FPTP only allows each person to vote for a single candidate. This works well when there is only 2 candidates, but after that it suffers from the spoiler effect. This makes it more likely to elect a candidate who does not best represent the people's views.

Luckily, other easy to use vote systems exist; two easy alternatives are score voting and approval voting.

Approval voting allows for each person to vote for whatever candidates they approve of. So if someone approves of candidates A, B, but not F (cause F is for fascist :P ), then they can vote for both A and B. This results in the candidate winning that best represents the people/that the most people are happy with (more so the latter). I personally like this system most as it is simple, hard to vote strategically, and results in a well accepted winner.

Score voting allows each person to score each candidate (from 1-10 for example, plus abstain) based upon how much they like that candidate. This helps to ensure that the person who best represents the values of the people is elected. But I dislike this system as it can both get cumbersome for a number of candidates and it is simpler for people to vote strategically (ie give candidate A 10 points while giving everyone else [regardless of how much they like them] 1 in order to make candidate A more likely to win).

Video that explains the flaws of FPTP voting well: https://www.youtube.com/watch?v=s7tWHJfhiyo


TLDR: First past the post voting (FPTP) is really shitty at electing people. Approval voting is much better.


Also ranked voting is okay, but still can potentially have the issues of the spoiler effect in certain circumstances so it is generally preferable to choose ranked or score if given the opportunity. wiki

3

surreal wrote

there is also instant-runoff voting which seems close to approval voting but i may be totally wrong.

I realised i haven't done any research at all about alternatives to FPTP, the time has come.

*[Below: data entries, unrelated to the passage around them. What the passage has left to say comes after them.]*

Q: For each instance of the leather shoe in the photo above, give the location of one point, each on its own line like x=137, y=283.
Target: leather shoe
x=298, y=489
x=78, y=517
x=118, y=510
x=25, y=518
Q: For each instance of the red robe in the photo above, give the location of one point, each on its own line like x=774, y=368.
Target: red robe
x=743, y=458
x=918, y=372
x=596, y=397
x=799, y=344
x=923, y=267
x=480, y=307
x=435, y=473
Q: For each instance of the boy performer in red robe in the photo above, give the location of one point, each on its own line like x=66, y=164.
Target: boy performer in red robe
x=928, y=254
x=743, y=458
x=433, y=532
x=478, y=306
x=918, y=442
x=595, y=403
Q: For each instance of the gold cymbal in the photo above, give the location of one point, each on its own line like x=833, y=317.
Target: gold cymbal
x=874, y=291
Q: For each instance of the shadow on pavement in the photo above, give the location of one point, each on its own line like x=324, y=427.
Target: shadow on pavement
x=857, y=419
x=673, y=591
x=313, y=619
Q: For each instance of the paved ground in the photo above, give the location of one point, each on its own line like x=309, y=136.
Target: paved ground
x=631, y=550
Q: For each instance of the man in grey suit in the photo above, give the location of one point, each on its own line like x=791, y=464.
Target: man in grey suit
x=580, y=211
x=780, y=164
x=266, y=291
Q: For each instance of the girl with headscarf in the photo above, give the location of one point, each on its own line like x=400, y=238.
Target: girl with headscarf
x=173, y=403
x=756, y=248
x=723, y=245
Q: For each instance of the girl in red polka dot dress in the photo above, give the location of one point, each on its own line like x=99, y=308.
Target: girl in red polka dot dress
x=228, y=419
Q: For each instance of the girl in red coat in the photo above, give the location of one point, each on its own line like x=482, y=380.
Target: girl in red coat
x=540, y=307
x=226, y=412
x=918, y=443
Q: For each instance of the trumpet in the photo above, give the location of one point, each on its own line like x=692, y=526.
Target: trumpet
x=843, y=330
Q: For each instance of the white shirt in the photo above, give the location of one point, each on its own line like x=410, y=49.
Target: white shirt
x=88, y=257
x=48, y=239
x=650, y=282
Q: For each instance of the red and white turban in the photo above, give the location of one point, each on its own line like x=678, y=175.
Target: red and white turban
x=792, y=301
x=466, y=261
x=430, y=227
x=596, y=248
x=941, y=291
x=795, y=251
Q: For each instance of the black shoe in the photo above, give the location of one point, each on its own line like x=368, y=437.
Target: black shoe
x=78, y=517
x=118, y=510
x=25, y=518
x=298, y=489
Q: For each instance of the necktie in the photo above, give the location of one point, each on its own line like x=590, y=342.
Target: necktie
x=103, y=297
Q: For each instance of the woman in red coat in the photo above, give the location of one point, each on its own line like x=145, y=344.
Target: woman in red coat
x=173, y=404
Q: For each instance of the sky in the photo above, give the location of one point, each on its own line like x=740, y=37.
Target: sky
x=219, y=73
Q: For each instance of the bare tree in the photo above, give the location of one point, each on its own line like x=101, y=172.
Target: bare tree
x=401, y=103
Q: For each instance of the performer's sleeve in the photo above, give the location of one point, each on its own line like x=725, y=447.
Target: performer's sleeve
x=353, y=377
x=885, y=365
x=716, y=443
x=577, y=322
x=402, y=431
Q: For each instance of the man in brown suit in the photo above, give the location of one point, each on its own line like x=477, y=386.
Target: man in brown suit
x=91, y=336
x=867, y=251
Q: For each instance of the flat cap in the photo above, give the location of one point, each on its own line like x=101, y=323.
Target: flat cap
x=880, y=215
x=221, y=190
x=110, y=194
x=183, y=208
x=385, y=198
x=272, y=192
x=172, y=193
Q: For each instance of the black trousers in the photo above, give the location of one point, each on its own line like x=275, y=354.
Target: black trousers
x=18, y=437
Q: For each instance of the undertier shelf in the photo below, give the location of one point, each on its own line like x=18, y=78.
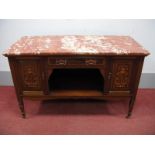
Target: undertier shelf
x=76, y=82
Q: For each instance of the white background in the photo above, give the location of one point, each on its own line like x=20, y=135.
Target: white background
x=142, y=31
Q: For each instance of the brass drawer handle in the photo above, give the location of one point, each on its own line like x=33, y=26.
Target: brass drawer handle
x=90, y=62
x=61, y=62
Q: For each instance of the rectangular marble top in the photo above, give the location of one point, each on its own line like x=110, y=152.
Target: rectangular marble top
x=76, y=45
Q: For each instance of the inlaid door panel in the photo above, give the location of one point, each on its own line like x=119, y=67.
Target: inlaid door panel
x=30, y=73
x=121, y=75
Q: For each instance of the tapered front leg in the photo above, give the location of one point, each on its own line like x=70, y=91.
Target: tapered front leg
x=131, y=104
x=21, y=107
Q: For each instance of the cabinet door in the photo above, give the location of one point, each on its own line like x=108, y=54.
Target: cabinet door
x=121, y=75
x=30, y=71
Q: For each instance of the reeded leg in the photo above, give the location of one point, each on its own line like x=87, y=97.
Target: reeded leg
x=131, y=104
x=21, y=107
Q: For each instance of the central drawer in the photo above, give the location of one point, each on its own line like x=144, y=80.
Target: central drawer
x=76, y=61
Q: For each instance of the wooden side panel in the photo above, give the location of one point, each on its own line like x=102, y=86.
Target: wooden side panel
x=30, y=73
x=121, y=75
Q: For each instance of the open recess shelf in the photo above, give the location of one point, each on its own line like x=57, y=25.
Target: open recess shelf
x=76, y=82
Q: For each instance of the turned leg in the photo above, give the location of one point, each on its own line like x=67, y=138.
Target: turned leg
x=21, y=107
x=131, y=104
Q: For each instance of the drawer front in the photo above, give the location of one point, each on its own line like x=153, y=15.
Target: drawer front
x=76, y=61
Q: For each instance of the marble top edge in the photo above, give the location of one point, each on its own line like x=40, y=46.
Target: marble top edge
x=76, y=45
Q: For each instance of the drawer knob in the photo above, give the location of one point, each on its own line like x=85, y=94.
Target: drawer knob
x=90, y=62
x=61, y=62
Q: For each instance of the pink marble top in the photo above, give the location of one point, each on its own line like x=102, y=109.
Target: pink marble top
x=76, y=45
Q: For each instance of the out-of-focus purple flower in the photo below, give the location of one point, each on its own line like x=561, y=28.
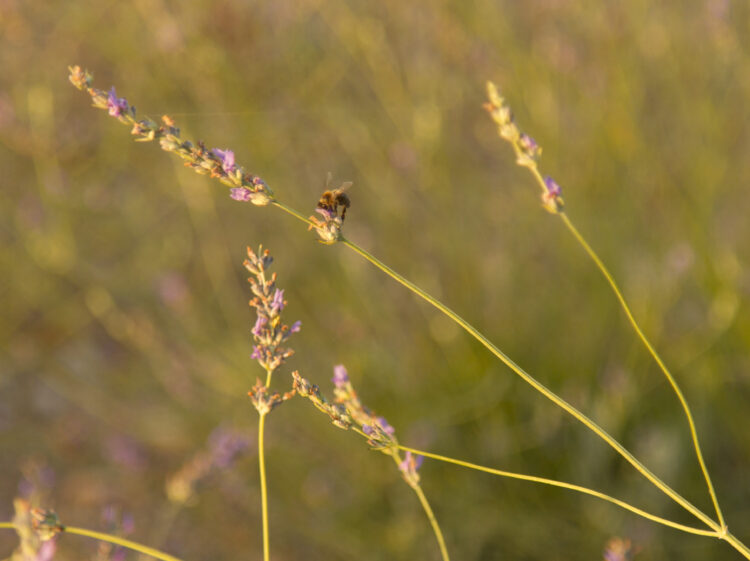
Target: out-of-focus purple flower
x=552, y=187
x=340, y=375
x=242, y=194
x=116, y=106
x=225, y=445
x=387, y=428
x=259, y=323
x=227, y=159
x=277, y=302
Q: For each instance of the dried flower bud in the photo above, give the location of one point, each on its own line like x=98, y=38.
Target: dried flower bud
x=552, y=199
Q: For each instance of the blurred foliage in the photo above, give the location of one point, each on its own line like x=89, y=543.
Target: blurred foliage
x=125, y=334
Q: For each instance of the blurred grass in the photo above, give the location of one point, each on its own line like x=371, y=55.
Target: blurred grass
x=124, y=315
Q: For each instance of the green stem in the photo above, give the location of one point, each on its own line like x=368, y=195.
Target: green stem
x=736, y=544
x=122, y=542
x=541, y=388
x=433, y=522
x=624, y=305
x=564, y=485
x=427, y=509
x=263, y=489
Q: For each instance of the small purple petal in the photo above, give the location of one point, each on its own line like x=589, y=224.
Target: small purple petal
x=552, y=187
x=528, y=143
x=227, y=159
x=340, y=375
x=259, y=323
x=241, y=194
x=116, y=106
x=277, y=303
x=387, y=428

We can also try different paradigms and see what works best and which one ppl prefer (or even vote for the voting system? inception)

3

HelpfulAnimals wrote

The issue with instant runoff voting is that you can still suffer from the spoiler effect in some situations, it's more complicated, and in terms of parties it still encourages the two party system. The wiki page goes into it a bit https://en.wikipedia.org/wiki/Instant-runoff_voting#Spoiler_effect

It's not a huge issue in IRV but if we are implementing a voting system from the ground up I think it is better to choose approval voting because it doesn't suffer from the issues of IRV in general.

1

ziq OP admin wrote

Great points, we should certainly take the weaknesses of FPTP into consideration when designing the vote system.

2

An_Old_Big_Tree wrote

Seems complicated.

Some potential alternatives to complicate things further:

  • Make current moderators able to add moderators also, and generally encourage multiple moderators per forum but minimal moderators of multiple forums. I am a fan of decentralisation. This could be done by adding a button "become moderator" for anybody who contributes a certain amount or with a certain regularity to a forum (but who isn't already a moderator of many forums), until theres many moderators.

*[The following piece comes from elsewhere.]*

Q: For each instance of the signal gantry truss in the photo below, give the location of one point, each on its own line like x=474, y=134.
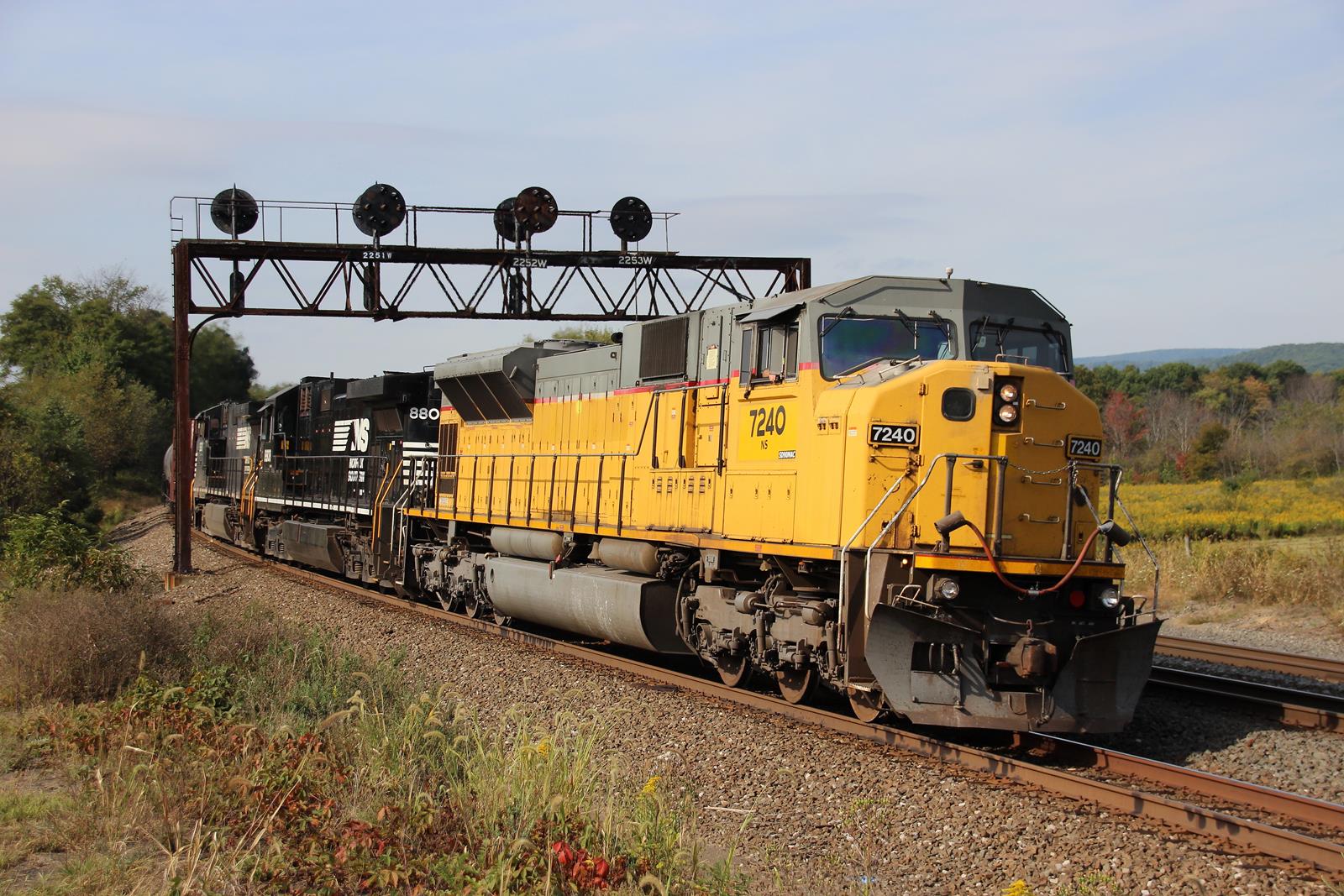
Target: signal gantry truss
x=407, y=277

  • Or, if no moderator of a forum has been online for months, any regular contributor to that forum can just click a button that allows them to become a moderator

  • If a moderator has not been online for months a person who's been a moderator on that forum for some time may remove them

  • Separately, it'd be nice to have a 'poll' function available for each submission, where people can vote on a topic and that gets discussed within that post. Then people can act based on what happens there. So, say you click 'submit' - maybe there could be an option there to say 'insert poll' where you can pick what options are available and how many votes a person can make and who may vote. Polls can be used to gauge opinion while not being law. and can also be used for polling whatever we like.

2

Xesau wrote (edited )

Or, if no moderator of a forum has been online for months, any regular contributor to that forum can just click a button that allows them to become a moderator

Maybe make the community still required to vote on it?

3

ziq OP wrote

The system should really remove mods that haven't logged in for 3 months.

2

rapper wrote

and fuck power mods. power corrupts. you dont need to mod 500 subs.